Surgical treatment options for RA include:

  • Damaged ligaments or tendons may be repaired to stabilise the knee joint and reverse inflammation-related injury.
  • Loss of cartilage and scraping of the knee bone may be relieved by reshaping the knee bones or joint tissue (osteotomy).
  • The knee joint may be replaced by an artificial plastic or metal prosthetic joint to improve strength and functionality. This is a very successful procedure: after 20 years, 85 percent of the replacement joints are still functioning well.
  • The synovial membrane around the knee joint may be removed (synovectomy) to relieve discomfort from swelling and activity, although it’s seldom performed nowadays.

Other Treatments

Here are few such proven home and lifestyle treatments for reducing RA symptoms in your knees:

  • Lifestyle changes. To relieve pressure on the knees, try low-impact workouts like swimming or tai chi. To minimise the risk of a flare-up, exercise for shorter amounts of time.
  • Dietary changes. Reduce symptoms by taking an anti-inflammatory diet or taking herbal supplements like glucosamine, fish oil, or turmeric.
  • Home remedies. Apply a warm compress to the joint to help improve movement and reduce swelling, particularly if you’re taking an NSAID or other over-the-counter pain reliever. such as paracetamol.
  • Assistive devices. Customized shoe inserts or insoles are a good option.

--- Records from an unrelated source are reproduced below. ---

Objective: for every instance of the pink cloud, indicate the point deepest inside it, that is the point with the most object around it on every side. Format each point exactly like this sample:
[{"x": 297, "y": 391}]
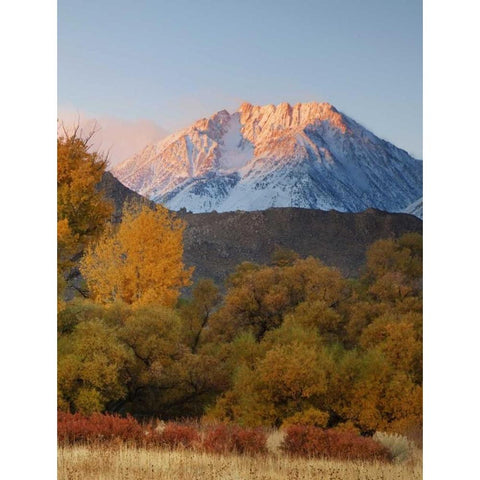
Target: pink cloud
[{"x": 119, "y": 138}]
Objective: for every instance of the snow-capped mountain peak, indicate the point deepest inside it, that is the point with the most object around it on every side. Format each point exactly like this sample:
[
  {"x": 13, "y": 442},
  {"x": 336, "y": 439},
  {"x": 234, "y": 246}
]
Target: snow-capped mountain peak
[{"x": 307, "y": 155}]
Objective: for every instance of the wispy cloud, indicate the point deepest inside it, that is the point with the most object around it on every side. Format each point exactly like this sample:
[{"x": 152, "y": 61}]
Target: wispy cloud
[{"x": 117, "y": 137}]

To make walking easier, you can use a cane or knee braces to relieve pressure on the knee joints.

When To Seek Help

If you have some of the following symptoms relating to your knee joints, see the doctor:

  • inability to walk or do your usual daily activities due to joint pain or stiffness
  • intense pain that keeps you up at night or affects your overall mood or outlook
  • symptoms that interfere with your quality of life, such as keeping you from doing your favorite hobbies or seeing friends and family

If you have excessive knee swelling or hot, painful joints, seek medical attention right away. This could indicate an underlying infection that is causing joint damage.


RA can impact your knees in the same manner it affects every other joint in the body, causing discomfort, weakness, and swelling that can interfere with your daily activities.

The key is to get help as soon as possible. Over time, the joint may be weakened, limiting the mobility and finding it difficult to walk or stand.

If the discomfort is affecting the quality of life and making it difficult to do basic activities involving your knees, see your doctor.


Referenced on 13/4/2021

  1. Arthritis by the numbers. (2018).
  2. Arthritis of the knee. (2014).
  3. Mayo Clinic Staff. (2019). Rheumatoid arthritis.
  4. Ruffing V, et al. (n.d.). Rheumatoid arthritis signs and symptoms.
  5. Total knee replacement. (2016).
  6. Watson S. (2016). Understanding RA flares.
  7. National Institute of Arthritis and Musculoskeletal and Skin Diseases: “What are Knee Problems?"  “Living with Arthritis," “Rheumatoid Arthritis."
  8. National Institutes of Health: “X-Plain Rheumatoid Arthritis."
  9. Arthritis Foundation: “Rheumatoid Arthritis Resources."
  10. Arthritis Today: “How is Rheumatoid Diagnosed?"
  11. American College of Rheumatology: “Rheumatoid Arthritis,"  “Joint Surgery."